Why the 90% number is real, but conditional

The "90% cost reduction" headline is technically accurate but practically misleading. It's 90% off the cached portion of the prompt, not 90% off your total bill. If your cached prefix is 20k tokens and your fresh content per turn is 18k tokens, you'll see a much smaller real-world saving.

On our agentic builds the cached prefix is usually 80–95% of the total prompt — tool definitions alone often run 5–15k tokens, plus system instructions, plus dynamic context we deliberately pin into cacheable position. That's where the real bill collapse happens. On one production agentic system we ship, the average per-turn input cost dropped from $0.042 to $0.0048 after we restructured the prompt for cacheability — an 88% reduction sustained over weeks of production traffic.

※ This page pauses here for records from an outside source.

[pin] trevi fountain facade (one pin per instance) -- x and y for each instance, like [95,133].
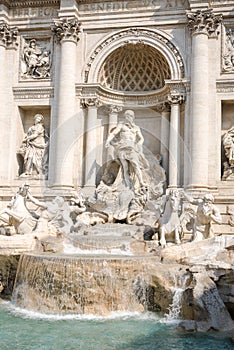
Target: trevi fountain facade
[117,158]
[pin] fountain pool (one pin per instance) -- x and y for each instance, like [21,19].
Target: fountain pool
[24,330]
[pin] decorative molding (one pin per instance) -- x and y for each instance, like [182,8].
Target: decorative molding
[28,3]
[204,21]
[67,29]
[163,107]
[113,109]
[23,93]
[8,35]
[110,97]
[136,32]
[175,98]
[90,102]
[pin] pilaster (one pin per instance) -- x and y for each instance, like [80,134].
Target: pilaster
[8,40]
[92,105]
[203,24]
[67,33]
[175,99]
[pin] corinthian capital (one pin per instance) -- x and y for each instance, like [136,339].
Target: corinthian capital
[114,109]
[8,35]
[90,102]
[176,98]
[67,29]
[204,21]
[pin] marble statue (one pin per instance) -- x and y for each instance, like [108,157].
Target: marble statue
[206,213]
[36,60]
[127,141]
[53,216]
[17,214]
[34,149]
[228,144]
[169,222]
[132,179]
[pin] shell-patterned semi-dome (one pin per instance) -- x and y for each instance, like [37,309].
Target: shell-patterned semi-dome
[134,67]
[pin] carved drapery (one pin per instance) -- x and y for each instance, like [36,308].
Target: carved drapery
[67,29]
[204,21]
[8,35]
[36,59]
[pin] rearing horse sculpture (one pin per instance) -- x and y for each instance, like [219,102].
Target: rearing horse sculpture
[169,221]
[17,214]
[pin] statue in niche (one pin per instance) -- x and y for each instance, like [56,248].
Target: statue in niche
[36,60]
[132,178]
[17,214]
[169,222]
[206,213]
[228,144]
[34,149]
[127,141]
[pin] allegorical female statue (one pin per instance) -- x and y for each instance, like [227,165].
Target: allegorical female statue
[34,149]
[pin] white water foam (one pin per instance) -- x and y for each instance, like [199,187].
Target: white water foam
[121,315]
[70,249]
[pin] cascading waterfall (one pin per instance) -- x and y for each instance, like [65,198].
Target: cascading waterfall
[178,290]
[80,284]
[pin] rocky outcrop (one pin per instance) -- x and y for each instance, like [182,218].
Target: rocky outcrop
[203,304]
[208,301]
[8,268]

The most useful internal metric we track is cache hit ratio per session: cached read tokens divided by (cached read + cache write + uncached input). Anything below 70% on a long-running agent means the prompt is structured wrong.

The four mistakes that silently kill your cache hit rate

This is where most teams lose. Caching looks like it's working — the API returns 200s, the responses look fine — but the cache_read_input_tokens field in the response is near zero and your bill keeps climbing. We've debugged this exact failure on enough projects that we now treat it as the default state until proven otherwise.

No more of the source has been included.